Гошу Д. увидел издалека. И, естественно, рядом с пивным ларьком. Д. подошёл к ларьку. Гоша, как всегда, клянчил пиво. Увлечённый этим важным делом, он не замечал Д.

– Ах, мужики, – говорил Гоша с чувством, – ежели бы у меня водились гроши, я бы всех вас, чудил, каждый день пивом поил! А вы, засранцы, на донышке не хотите оставить! Мне, человеку немолодому и заслуженному, человеку нелёгкой, можно сказать, трагической судьбы, мне, человеку бедному и одинокому, не желаете оставить несколько капель этого паршивого мутного пива! Был бы я побогаче, был бы у меня кошелёк потолще, были бы у меня карманы не дырявые, такую ослиную мочу я ни за что бы и пробовать не стал!
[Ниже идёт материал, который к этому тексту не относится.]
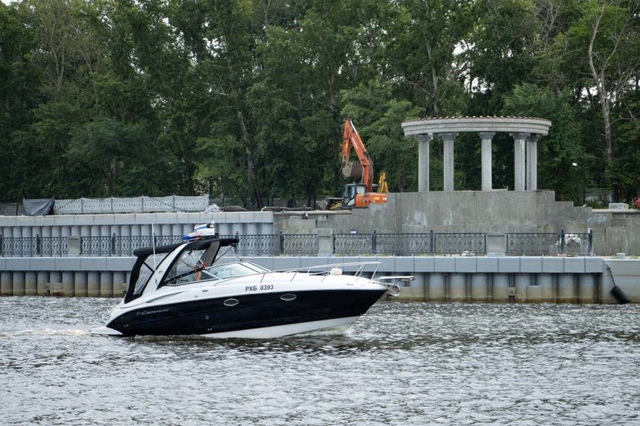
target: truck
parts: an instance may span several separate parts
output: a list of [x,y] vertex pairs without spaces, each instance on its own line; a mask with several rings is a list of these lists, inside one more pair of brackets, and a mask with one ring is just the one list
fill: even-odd
[[[358,162],[351,160],[352,151]],[[373,160],[350,119],[345,120],[342,133],[342,175],[348,179],[360,178],[360,182],[344,185],[340,198],[329,200],[329,209],[364,208],[387,202],[386,174],[382,172],[380,182],[374,184]],[[378,192],[378,188],[382,190]]]

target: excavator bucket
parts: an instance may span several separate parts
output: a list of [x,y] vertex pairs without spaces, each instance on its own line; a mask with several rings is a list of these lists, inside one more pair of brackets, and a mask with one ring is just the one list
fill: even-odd
[[362,165],[349,161],[342,167],[342,175],[346,179],[360,179],[362,178]]

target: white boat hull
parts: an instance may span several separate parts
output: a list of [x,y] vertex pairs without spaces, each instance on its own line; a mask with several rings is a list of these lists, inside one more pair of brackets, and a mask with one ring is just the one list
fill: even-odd
[[274,327],[260,327],[249,330],[237,330],[227,333],[205,334],[205,337],[218,339],[273,339],[276,337],[291,336],[293,334],[305,334],[313,332],[343,332],[348,329],[360,317],[334,318],[324,321],[311,321],[298,324],[279,325]]

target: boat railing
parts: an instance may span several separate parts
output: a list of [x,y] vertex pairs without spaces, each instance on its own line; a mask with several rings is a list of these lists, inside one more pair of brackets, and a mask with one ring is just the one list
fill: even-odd
[[373,271],[371,272],[371,276],[375,276],[378,272],[378,267],[380,266],[381,261],[361,261],[361,262],[339,262],[339,263],[327,263],[323,265],[311,265],[311,266],[301,266],[298,268],[291,269],[282,269],[274,272],[292,272],[293,275],[291,280],[293,281],[298,273],[312,274],[312,275],[342,275],[347,269],[355,269],[354,273],[351,271],[347,271],[349,275],[352,275],[356,278],[360,278],[365,272],[367,272],[367,267],[371,265],[375,265]]
[[[350,276],[354,276],[357,279],[357,278],[363,277],[365,273],[370,274],[371,277],[374,277],[378,272],[378,267],[380,266],[381,263],[382,261],[339,262],[339,263],[328,263],[323,265],[302,266],[302,267],[289,268],[289,269],[278,269],[273,271],[271,270],[263,271],[263,272],[261,271],[253,274],[239,274],[239,275],[227,276],[227,277],[219,277],[215,273],[209,272],[210,269],[216,268],[216,265],[214,265],[209,268],[202,269],[203,272],[209,275],[209,277],[207,278],[204,278],[202,280],[195,280],[193,282],[185,282],[181,284],[176,283],[173,285],[192,284],[192,283],[204,282],[204,281],[213,283],[214,285],[227,284],[229,283],[229,281],[232,281],[234,279],[241,279],[243,277],[259,276],[259,275],[261,275],[259,282],[262,283],[265,277],[272,273],[281,273],[281,274],[290,273],[291,274],[290,281],[293,281],[296,278],[298,273],[306,273],[306,274],[318,275],[318,276],[342,275],[343,272],[345,272],[345,268],[351,269],[346,271],[347,274]],[[373,270],[368,271],[367,269],[369,266],[375,266],[375,267],[373,268]]]

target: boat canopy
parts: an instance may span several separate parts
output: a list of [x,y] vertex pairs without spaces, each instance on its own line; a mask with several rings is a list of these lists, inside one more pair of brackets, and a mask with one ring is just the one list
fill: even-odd
[[[129,286],[124,297],[124,302],[128,303],[142,295],[147,283],[156,272],[156,267],[162,260],[155,262],[149,262],[150,258],[155,256],[166,256],[168,253],[172,253],[175,250],[180,250],[181,253],[199,251],[207,253],[207,258],[200,260],[203,264],[211,265],[215,261],[215,257],[220,247],[233,246],[239,242],[237,238],[201,238],[186,243],[169,244],[158,247],[144,247],[134,250],[133,254],[136,256],[136,262],[131,269],[131,276],[129,278]],[[176,256],[173,263],[178,261],[180,256]],[[171,265],[173,266],[173,265]],[[166,270],[172,270],[169,266]],[[194,265],[195,266],[195,265]],[[162,286],[161,282],[159,286]]]

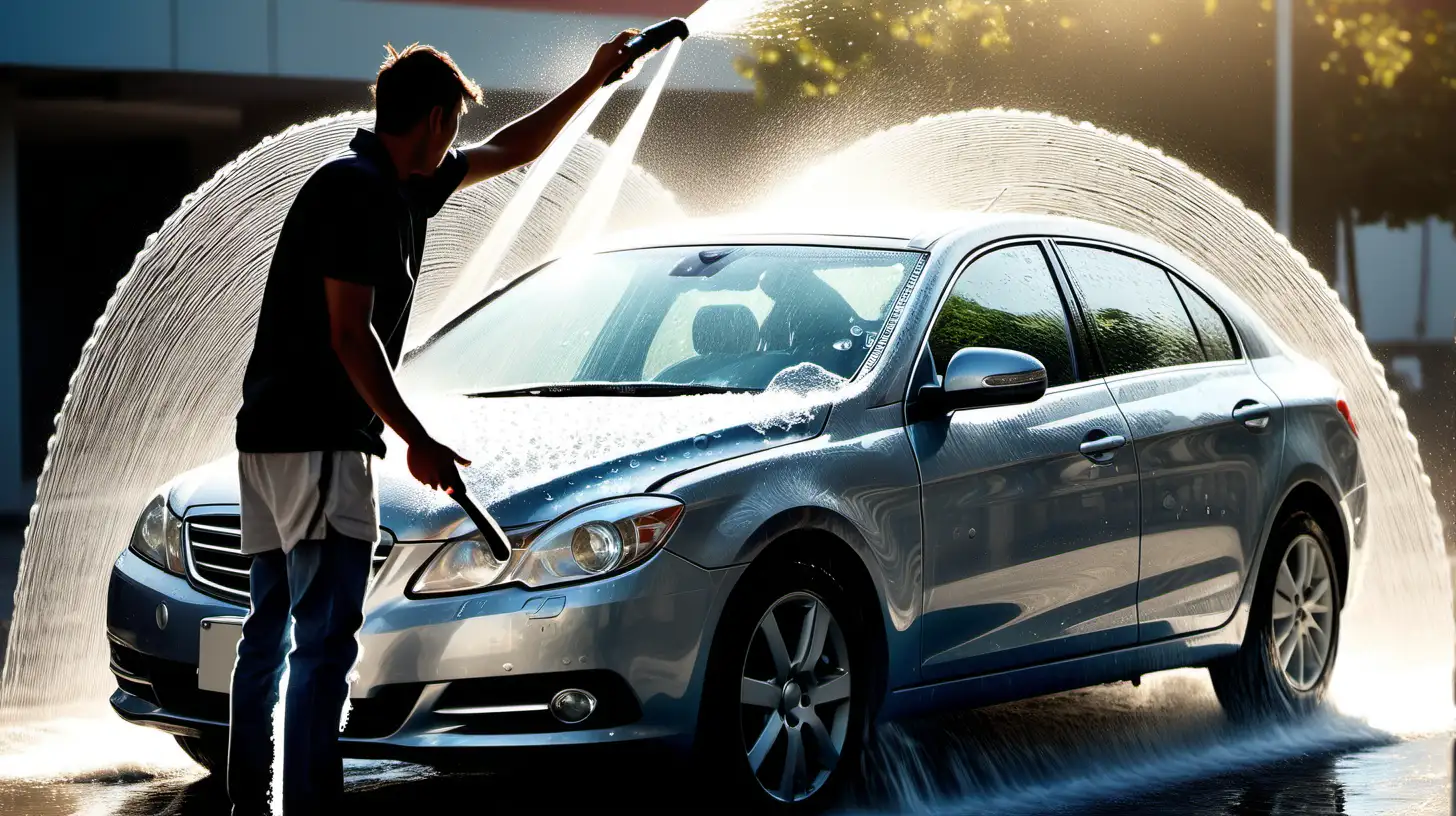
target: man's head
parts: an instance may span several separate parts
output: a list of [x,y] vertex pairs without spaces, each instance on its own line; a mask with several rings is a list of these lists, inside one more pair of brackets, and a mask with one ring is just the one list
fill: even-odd
[[386,45],[388,56],[374,81],[374,130],[410,148],[407,171],[431,173],[460,130],[468,102],[480,104],[480,86],[471,82],[450,55],[415,43],[401,51]]

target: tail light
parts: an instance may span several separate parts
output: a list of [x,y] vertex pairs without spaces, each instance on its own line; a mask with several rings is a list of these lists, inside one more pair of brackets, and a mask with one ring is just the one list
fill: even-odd
[[1335,408],[1339,410],[1340,416],[1344,417],[1346,424],[1350,426],[1350,433],[1358,437],[1360,435],[1360,429],[1355,427],[1355,415],[1350,413],[1350,403],[1342,399],[1336,400]]

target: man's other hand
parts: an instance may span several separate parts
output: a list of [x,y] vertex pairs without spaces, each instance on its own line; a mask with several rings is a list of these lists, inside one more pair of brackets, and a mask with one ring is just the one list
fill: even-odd
[[409,446],[405,458],[409,463],[410,474],[419,479],[421,484],[446,493],[465,491],[465,482],[461,480],[460,470],[455,465],[470,467],[470,460],[439,442],[433,439],[416,442]]

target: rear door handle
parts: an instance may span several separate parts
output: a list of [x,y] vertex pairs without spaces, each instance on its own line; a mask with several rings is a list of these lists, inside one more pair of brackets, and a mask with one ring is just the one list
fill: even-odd
[[1079,448],[1082,455],[1091,459],[1099,465],[1105,465],[1112,461],[1114,451],[1127,444],[1127,437],[1116,434],[1108,434],[1103,431],[1093,431],[1087,435]]
[[1234,406],[1234,421],[1244,423],[1251,431],[1262,431],[1269,427],[1269,406],[1262,402],[1244,400]]

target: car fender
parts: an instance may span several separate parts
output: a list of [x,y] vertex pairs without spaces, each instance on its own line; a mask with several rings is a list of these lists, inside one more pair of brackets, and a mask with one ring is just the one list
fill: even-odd
[[919,472],[898,405],[859,413],[868,421],[848,433],[680,474],[658,492],[687,506],[668,549],[705,568],[751,564],[795,533],[843,542],[874,586],[895,688],[919,676]]

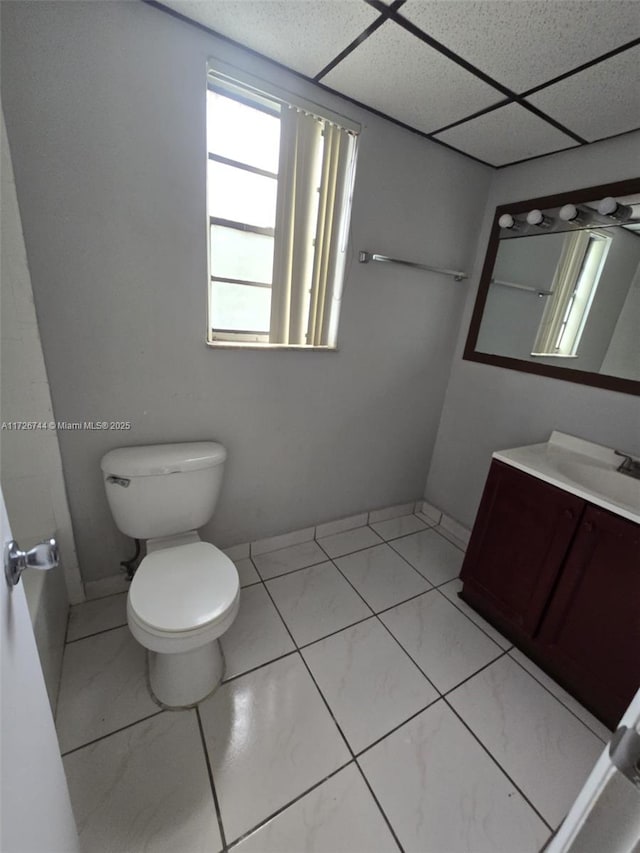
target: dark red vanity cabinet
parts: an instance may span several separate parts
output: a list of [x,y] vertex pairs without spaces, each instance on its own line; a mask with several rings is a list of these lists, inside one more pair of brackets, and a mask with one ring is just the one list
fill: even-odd
[[511,636],[533,636],[584,507],[494,460],[462,566],[463,598]]
[[615,726],[640,686],[640,525],[587,506],[538,643],[572,692]]
[[493,460],[461,578],[465,601],[615,727],[640,687],[640,525]]

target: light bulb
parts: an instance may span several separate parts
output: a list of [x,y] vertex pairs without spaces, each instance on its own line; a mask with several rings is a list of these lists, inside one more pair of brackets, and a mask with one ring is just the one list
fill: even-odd
[[580,211],[575,206],[575,204],[565,204],[564,207],[560,208],[560,212],[558,213],[560,219],[563,222],[582,222],[583,218],[580,215]]
[[626,222],[627,219],[631,218],[633,210],[629,205],[618,204],[615,198],[607,196],[598,202],[598,213],[601,216],[609,216],[618,222]]
[[500,228],[510,228],[512,231],[520,230],[520,223],[510,213],[503,213],[498,219],[498,225]]
[[537,225],[538,228],[551,228],[553,219],[545,216],[541,210],[530,210],[527,213],[527,222],[529,225]]

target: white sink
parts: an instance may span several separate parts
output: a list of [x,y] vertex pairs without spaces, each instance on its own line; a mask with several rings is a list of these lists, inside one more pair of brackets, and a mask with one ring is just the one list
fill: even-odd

Пил бы я «Московское» или «Двойное золотое», или чешское – «Праздрой» там какой-нибудь или «Сенатор». «Сенатор», мужики, скажу я вам, это действительно стоящий напиток, падлой буду! Были бы у меня деньжата, я бы вас, жадюги, одним «Сенатором» поил! Вот ей-богу, не брешу! Хошь три бутылки, хошь пять! Пей! Наслаждайся! Наливайся до ушей, до маковки! И помни меня, Гошу Мятого, человека широкой русской души! Да нету у меня, братцы, ни гривенника погнутого! Падлой буду, нет! И вы должны осознать мои крайне бедственные финансовые обстоятельства. Должны понять, посочувствовать, проявить гуманность и помочь. Разве я не человек, мужики? Взгляните на меня – разве я не человек? Взгляните внимательно – я такой же, как вы! Как и у вас, у меня есть голова с ушами. Руки-ноги у меня тоже есть. И задница, между прочим, у меня тоже имеется. Да ё-моё, мужики! Вы что, не видите? Я такой, как вы, мужик! И так же, как вы, я пива хочу! Хрен с ним, пусть оно мутное! Я и мутного хочу! Да неужто нет у вас души! Да неужто же сердце вы где-то посеяли? Да неужто нет у вас жалости к брату-человеку? Все же мы братья, все люди-человеки! Все любим пивца глотнуть!

Д. положил руку Гоше на плечо. Тот вздрогнул и испуганно обернулся.

– Хорошо говоришь, Гоша! Прямо как артист, как мастер художественного слова! Прямо как заслуженный, народный артист! Жаль, что нет со мною магнитофона, записал бы и слушал дома каждый вечер перед сном. Молодец, Гоша. А теперь отдохни немного. Кружку свою ты получишь.

– Это ты! – воскликнул Гоша, заулыбавшись радостно. – Это ты, Д., ё-моё! Где ты ошивался? Вот уж неделю жду тебя у ларька, а тебя всё нет и нет! Подумал, уж не случилось ли чего. Навестил бы, да адреса не знаю. Молоток ты, Д., что всё же объявился! Соскучился я по тебе! Падлой буду, соскучился!

Гоша пил пиво, как всегда, с жадностью. Дрожащие пальцы его впились в кружку. Стекло стучало о Гошины зубы. Выпив пиво одним духом, Гоша крякнул, зажмурился, замер. Лицо его выражало неземное блаженство.

– Ещё бы одну! – попросил он.

Д. взял ему вторую кружку. Опустошив её, Гоша произнёс:

– Вот теперь в самый раз! Вот теперь жить можно! Слушай, Д., пойдём ко мне! Гостем будешь! Посидим, полялякаем. Давно не беседовал с интеллигентными людьми. Выставил бы я тебе полбанки, да сам знаешь, какие у меня червонцы. А чай найдётся. Даже пряники у меня есть ванильные. Четыре штуки. Два тебе, два мне – нам хватит.

Д. подумал: «Рыбы у меня не кормлены с утра. Ну да ладно, потерпят ещё часика два. Ничего с ними не случится».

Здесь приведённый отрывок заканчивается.